Damit Müll gar nicht erst entsteht, helfen einfache Maßnahmen:
- Verzicht auf vermeidbare Verpackungen
z. B. Einkaufsbeutel dabeihaben, in Unverpackt-Läden einkaufen, Frischwaren in selbst gebrachte Behälter füllen lassen, wiederverwendbare Wasserflaschen mitnehmen, in Ruhe essen und trinken spart To-Go-Produkte - Auf plastikfreie Kleider umstellen
Fleece verliert z. B. sehr viel Plastik sowie Funktionskleidung: Ist man kein Extremsportler reichen oftmals Baumwollprodukte aus. Alles was glitzert, schimmert und schnell trocknend ist, könnte Plastikfasern enthalten. Wer Second Hand kauft, ist auf der umweltschonenden Seite und hat auch gleich noch mehr Hautverträglichkeit eingekauft, denn die meisten Kleidungsstücke sind schon mehrfach gewaschen. Schuhsohlen produzieren auch viel Abrieb, derzeit entwickelt viele Firmen alternative Sohlen, beispielsweise abbaubares TPU ist eine gute Wahl. Von blinkenden Schuhen etc. sollte auch abgesehen werden, denn die produzieren gleichzeitig noch Elektroschrott. - Plastikfrei schenken
Taschen-Ascher, Edelstahl-Dosen, Wachs-Papier, Trinkflaschen oder auch Backmatten sind tolle Geschenkideen und halten teilweise ein Leben lang.
Und sonst?
- Sprechen Sie Ihre Mitmenschen an!
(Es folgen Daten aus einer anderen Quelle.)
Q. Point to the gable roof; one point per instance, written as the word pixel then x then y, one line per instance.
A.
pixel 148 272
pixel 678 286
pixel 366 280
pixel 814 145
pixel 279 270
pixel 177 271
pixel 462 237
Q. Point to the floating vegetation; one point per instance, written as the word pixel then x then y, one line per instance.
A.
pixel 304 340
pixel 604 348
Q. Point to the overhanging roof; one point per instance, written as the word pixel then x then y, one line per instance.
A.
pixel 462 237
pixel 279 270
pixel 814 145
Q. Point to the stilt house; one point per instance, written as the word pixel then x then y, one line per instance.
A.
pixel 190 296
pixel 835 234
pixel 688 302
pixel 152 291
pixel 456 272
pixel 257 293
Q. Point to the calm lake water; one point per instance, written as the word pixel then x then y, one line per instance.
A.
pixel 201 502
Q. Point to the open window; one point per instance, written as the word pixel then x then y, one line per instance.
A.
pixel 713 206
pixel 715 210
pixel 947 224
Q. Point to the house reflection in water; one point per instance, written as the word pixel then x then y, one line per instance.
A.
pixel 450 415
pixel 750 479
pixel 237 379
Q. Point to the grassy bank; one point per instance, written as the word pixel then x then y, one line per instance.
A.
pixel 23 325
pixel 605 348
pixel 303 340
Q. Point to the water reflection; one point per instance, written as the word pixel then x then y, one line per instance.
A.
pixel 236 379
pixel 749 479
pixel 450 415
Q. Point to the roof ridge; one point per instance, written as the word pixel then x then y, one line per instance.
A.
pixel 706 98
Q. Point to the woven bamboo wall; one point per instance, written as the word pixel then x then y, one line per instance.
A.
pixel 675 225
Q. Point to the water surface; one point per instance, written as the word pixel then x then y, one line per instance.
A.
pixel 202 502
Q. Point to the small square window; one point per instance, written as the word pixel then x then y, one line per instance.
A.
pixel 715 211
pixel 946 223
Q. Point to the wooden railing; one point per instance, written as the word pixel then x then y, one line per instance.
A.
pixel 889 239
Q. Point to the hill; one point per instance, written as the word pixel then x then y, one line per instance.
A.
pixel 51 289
Werden Sie Zeug*in der Vermüllung, weisen Sie den/die Verschmutzer*in freundlich auf die Schädlichkeit hin. Manchmal hilft auch demonstratives Aufheben und Selbst-Wegwerfen.
- Schreiben Sie Hersteller direkt an und äußern Sie Ihren Wunsch nach Waren „ohne“!
- Wer aktiv „seinen“ Spielplatz oder Parkbereich von Müll freihalten will, den unterstützt die BSR mit dem KEHRENBÜRGER-Paket.
- Oder Sie werden einfach selbst aktiv, sammeln jeden Tag ein paar Müllstücke auf. Wer nicht allein sammeln will, kann sich einer der vielen Initiativen wie dem Berliner World Cleanup Day anschließen oder z. B. auf Facebook den „Berlin Trash Pickers“ etc.
- Melden Sie dem Ordnungsamt auf allen bekannten Wegen oder per „Ordnungsamt-Online“-App Müll, bevor er verweht, weggespült oder vom Grünflächenamt „zermäht“ wird.
- Unterschreiben Sie die Petition für Zigarettenpfand!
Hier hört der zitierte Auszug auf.